US to ramp up support for virus-hit India

The US will “immediately” make supplies of vaccine-production material, as well as therapeutics, tests, ventilators and protective equipment available to India.

“The United States has identified sources of specific raw material urgently required for Indian manufacture of the Covishield vaccine that will immediately be made available for India,” a White House statement said.

Western nations including Britain, France, Canada and Germany have also pledged help.

India reports record 352,991 new cases

With 352,991 new cases, India sees a new world record for a rise in daily coronavirus cases. India’s total caseload has now crossed 17 million, according to health ministry data – behind only the US.

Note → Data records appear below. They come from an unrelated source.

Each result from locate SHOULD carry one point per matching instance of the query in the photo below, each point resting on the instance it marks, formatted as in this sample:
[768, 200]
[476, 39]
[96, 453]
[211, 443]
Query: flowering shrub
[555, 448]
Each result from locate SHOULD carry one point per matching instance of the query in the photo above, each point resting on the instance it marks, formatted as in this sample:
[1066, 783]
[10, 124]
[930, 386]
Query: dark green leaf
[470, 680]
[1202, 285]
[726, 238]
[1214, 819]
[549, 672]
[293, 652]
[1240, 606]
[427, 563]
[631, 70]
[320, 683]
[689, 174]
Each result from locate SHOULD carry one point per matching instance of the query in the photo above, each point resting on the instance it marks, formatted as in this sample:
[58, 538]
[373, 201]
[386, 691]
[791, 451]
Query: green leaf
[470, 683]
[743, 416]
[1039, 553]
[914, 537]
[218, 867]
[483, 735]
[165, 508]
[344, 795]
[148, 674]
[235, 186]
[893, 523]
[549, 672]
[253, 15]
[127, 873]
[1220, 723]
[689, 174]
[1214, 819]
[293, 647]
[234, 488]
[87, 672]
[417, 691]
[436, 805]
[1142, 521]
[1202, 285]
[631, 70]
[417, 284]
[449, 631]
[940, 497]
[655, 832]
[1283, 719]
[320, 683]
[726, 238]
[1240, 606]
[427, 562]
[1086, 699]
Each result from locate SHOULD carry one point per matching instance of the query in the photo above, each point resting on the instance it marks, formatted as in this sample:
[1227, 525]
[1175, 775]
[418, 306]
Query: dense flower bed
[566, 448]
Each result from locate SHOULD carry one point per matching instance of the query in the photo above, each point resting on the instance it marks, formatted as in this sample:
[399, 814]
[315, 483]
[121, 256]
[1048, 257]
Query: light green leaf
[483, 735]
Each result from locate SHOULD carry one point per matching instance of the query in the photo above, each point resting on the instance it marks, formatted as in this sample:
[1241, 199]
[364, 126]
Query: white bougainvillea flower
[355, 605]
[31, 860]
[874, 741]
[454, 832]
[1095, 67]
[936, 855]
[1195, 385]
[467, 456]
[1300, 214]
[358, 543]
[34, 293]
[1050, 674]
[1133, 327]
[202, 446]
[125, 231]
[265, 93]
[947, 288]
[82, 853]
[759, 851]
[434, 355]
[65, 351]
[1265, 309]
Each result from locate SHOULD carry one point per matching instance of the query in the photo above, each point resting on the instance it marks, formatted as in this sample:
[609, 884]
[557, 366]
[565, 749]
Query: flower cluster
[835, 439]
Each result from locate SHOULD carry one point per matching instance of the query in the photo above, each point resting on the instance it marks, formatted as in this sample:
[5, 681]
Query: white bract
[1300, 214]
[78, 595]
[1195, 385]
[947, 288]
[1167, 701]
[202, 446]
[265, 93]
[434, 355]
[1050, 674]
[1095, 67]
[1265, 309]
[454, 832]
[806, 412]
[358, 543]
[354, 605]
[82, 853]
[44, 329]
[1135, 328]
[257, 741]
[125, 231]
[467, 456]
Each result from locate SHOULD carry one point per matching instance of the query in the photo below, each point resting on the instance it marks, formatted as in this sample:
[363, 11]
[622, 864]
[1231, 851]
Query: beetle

Deaths from COVID-19 also jumped by an all-time high, with a record 2,812 fatalities reported over the last 24 hours, to reach a total of 195,123.

The death toll could be a huge undercount, as suspected cases are not included, and many COVID-19 deaths are being attributed to underlying conditions.

Bangladesh shuts land border with India

Bangladesh has announced it is closing its land border with India in response to the record-breaking infection rates and death toll in the neighbouring country.

The ban, which excludes transportation of goods, will remain effective for 14 days from Monday, Foreign Minister AK Abdul Momen told reporters in Dhaka.

Bangladeshi citizens stranded in India will be allowed to return home through three specific border points, provided they produce a negative PCR test within 72 hours of their entry, a Foreign Ministry announcement said.

Air travel between the two countries has remained suspended since Bangladesh halted international passenger flights on April 14 as part of a nationwide lockdown.

Netherlands to ban flights from India

The Netherlands will also prohibit passenger flights from India from Monday at 6pm (16:00 GMT) until May 1 due to fears over a new variant of COVID-19, the ministry of transport said.

The ban, announced on Sunday, does not include cargo flights or planes carrying medical personnel.